Paris a nié, et les deux gouvernements semblent s’être entendus pour en rester là afin de ne pas alimenter une polémique qui pourrait être très embarrassante. C’est que la petite phrase du président soulève toute la question du rapport de l’Occident au financement du terrorisme.

L’argent arrive aux terroristes par différents circuits. L’un d’eux est la prise d’otages et les rançons versées pour leur libération. Selon plusieurs sources, la France a versé 58 millions depuis 2008 pour libérer ses ressortissants des mains d’Al-Qaïda au Maghreb. Cette façon de procéder irrite Barack Obama.

«Le président français dit que son pays ne paye pas de rançons aux terroristes, alors qu’en réalité, il le fait», a lancé le président américain. Les Américains, eux, ne paient pas, ce «qui fait que les ressortissants américains sont moins fréquemment pris en otages», a-t-il dit. Et lorsque c’est le cas, ils sont exécutés, comme le monde a pu le constater lors de la décapitation de deux journalistes américains par l’État islamique.

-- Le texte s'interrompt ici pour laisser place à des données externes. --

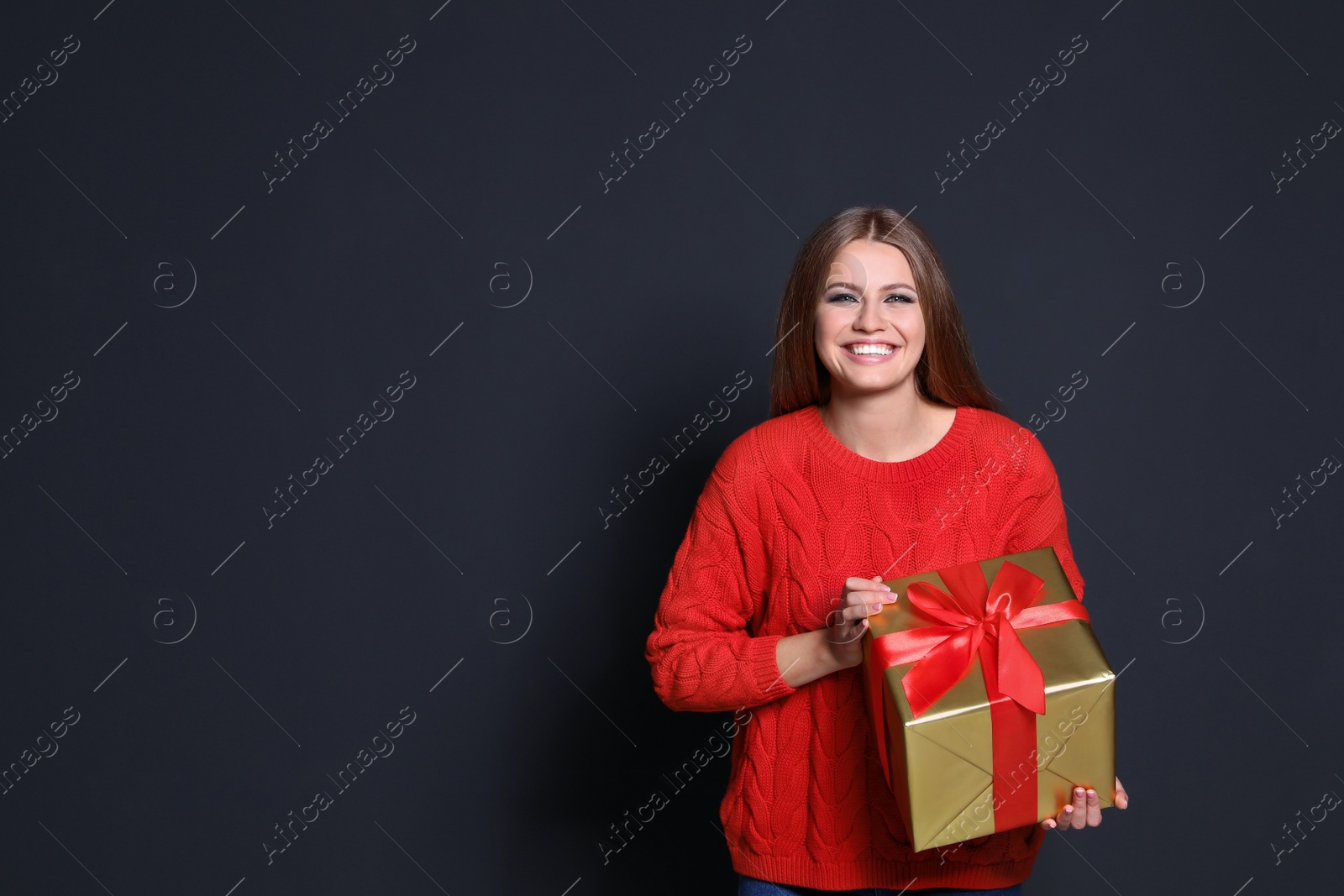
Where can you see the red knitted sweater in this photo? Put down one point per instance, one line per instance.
(786, 516)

Les États-Unis ont-ils pour autant le monopole de la vertu? Un autre circuit d’alimentation des coffres des terroristes est l’aide officielle accordée à des groupes rebelles en Afrique ou au Proche-Orient. Mercredi, le Congrès a approuvé un plan d’aide aux rebelles syriens «modérés». Que veut dire au juste l’adjectif «modéré» ? Existe-t-il un étalon qui permettrait de mesurer cette modération? Est-on certain que cette aide ne sera pas détournée vers des groupes terroristes, comme cela a été le cas précédemment?

Rapport schizophrénique avec le terrorisme

Les États-Unis clament qu’ils ne financent aucun groupe terroriste. Ne manipule-t-on pas ici le vocabulaire? Ceux qui ont l’histoire en mémoire se rappelleront qu’il y a 30 ans, les rebelles en Afghanistan et au Nicaragua luttant contre les régimes prosoviétiques en place étaient qualifiés de «combattants de la liberté» et recevaient donc de généreux subsides. On a ensuite découvert qu’ils étaient nombreux à être des terroristes membres d’Al-Qaïda et du mouvement taliban ou des bandits et des tueurs liés aux Contras.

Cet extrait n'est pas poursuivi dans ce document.